明治時代、別子銅山で産出された銅の鉱石を輸送していた別子鉱山鉄道の上部鉄道の停車場(終点)があった。鉱石はここから索道により麓の端出場(はでば)に運ばれ、さらに下部鉄道により新居浜港まで運ばれていた(上部鉄道については、角石原のページを参照)。
訪問は種子川山(たねがわやま)方面より。魔戸(まど)の滝へと通じる林道(西種子川線)を進むと、さらに林道石ヶ山丈線が分岐。ただし現地までは通じておらず、標高約640m付近のカーブ付近から尾根筋を登る。

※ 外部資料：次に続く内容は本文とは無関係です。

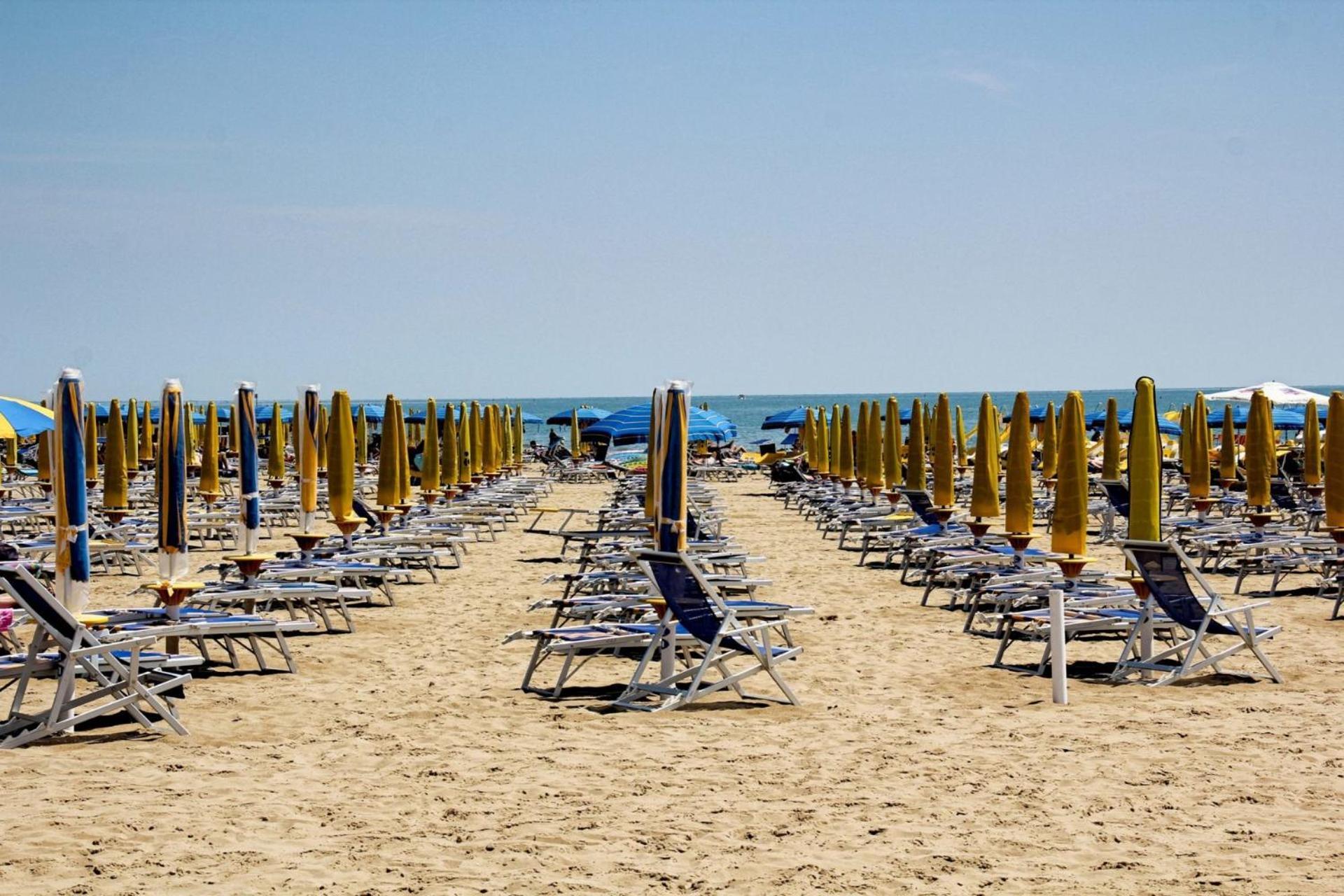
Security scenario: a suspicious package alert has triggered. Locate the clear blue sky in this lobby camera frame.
[0,0,1344,396]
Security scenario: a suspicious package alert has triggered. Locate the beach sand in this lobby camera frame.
[0,477,1344,895]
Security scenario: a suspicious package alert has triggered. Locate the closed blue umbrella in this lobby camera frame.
[234,383,262,555]
[546,405,612,428]
[155,380,188,582]
[761,406,808,430]
[51,368,89,612]
[583,402,738,444]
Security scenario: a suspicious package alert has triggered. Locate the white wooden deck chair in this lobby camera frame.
[613,551,812,710]
[0,566,200,747]
[1112,541,1284,685]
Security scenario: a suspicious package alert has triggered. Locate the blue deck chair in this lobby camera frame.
[1112,541,1284,685]
[613,551,811,710]
[0,564,200,747]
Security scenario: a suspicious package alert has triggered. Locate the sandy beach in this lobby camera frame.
[0,477,1344,895]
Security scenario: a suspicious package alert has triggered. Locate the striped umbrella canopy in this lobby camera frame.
[230,383,260,555]
[294,386,323,532]
[155,380,188,582]
[51,368,89,612]
[0,396,57,440]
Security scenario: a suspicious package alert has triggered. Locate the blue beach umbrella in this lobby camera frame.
[235,383,262,555]
[583,402,738,444]
[155,380,188,582]
[546,406,612,428]
[761,405,808,430]
[51,368,89,612]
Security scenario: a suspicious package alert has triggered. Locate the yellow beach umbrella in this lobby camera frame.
[1246,390,1274,507]
[1129,376,1163,541]
[140,402,155,462]
[199,402,219,494]
[906,399,929,491]
[1100,398,1119,482]
[266,402,286,482]
[1040,402,1059,479]
[1302,398,1321,485]
[840,405,853,484]
[1325,392,1344,529]
[102,399,126,510]
[1004,392,1033,535]
[83,402,98,489]
[419,399,440,491]
[355,405,368,468]
[882,398,903,493]
[126,399,140,470]
[327,390,359,529]
[1218,405,1236,484]
[1050,392,1087,556]
[973,392,999,520]
[1186,392,1210,498]
[932,392,957,506]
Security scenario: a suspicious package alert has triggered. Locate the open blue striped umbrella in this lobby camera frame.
[234,383,262,554]
[155,380,188,582]
[51,368,89,612]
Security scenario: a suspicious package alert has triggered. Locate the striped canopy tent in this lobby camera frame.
[546,406,612,427]
[51,368,89,612]
[583,402,738,444]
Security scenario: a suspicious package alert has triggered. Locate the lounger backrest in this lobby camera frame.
[1100,479,1129,520]
[1125,542,1236,634]
[640,552,751,653]
[0,568,79,643]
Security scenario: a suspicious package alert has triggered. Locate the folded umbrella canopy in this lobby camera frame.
[1205,380,1329,405]
[583,402,738,444]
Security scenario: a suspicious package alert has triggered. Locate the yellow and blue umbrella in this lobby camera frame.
[236,383,262,555]
[158,380,188,582]
[51,368,89,612]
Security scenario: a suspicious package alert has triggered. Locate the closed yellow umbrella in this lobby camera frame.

現地の手前、標高およそ750m付近には沈澱池の跡がある(写真2-7)。麓の旧端出場水力発電所(明治45年完成)の説明板によると、旧別子の日浦(ひうら)に集められた水が日浦通洞、東平地区の第三通洞を通りこの水槽に送られ、当時日本一の落差(597.18m)を利用し水力発電を行っていたという。
なおこの文には「石ヶ山丈の煉瓦造の水槽」と記されており、沈澱池も当地の一部と見做した。
沈澱池から再び尾根沿いに登ると、停車場付近に到着。現地にはその跡地を示す札や魔戸の滝・角石原方面・西赤石山への道標が見られ(写真8)、線路跡沿いにはいくらかの遺構も確認できる。また線路より上側にも段々になった土地があり、複数の施設が集まっていたことが窺える。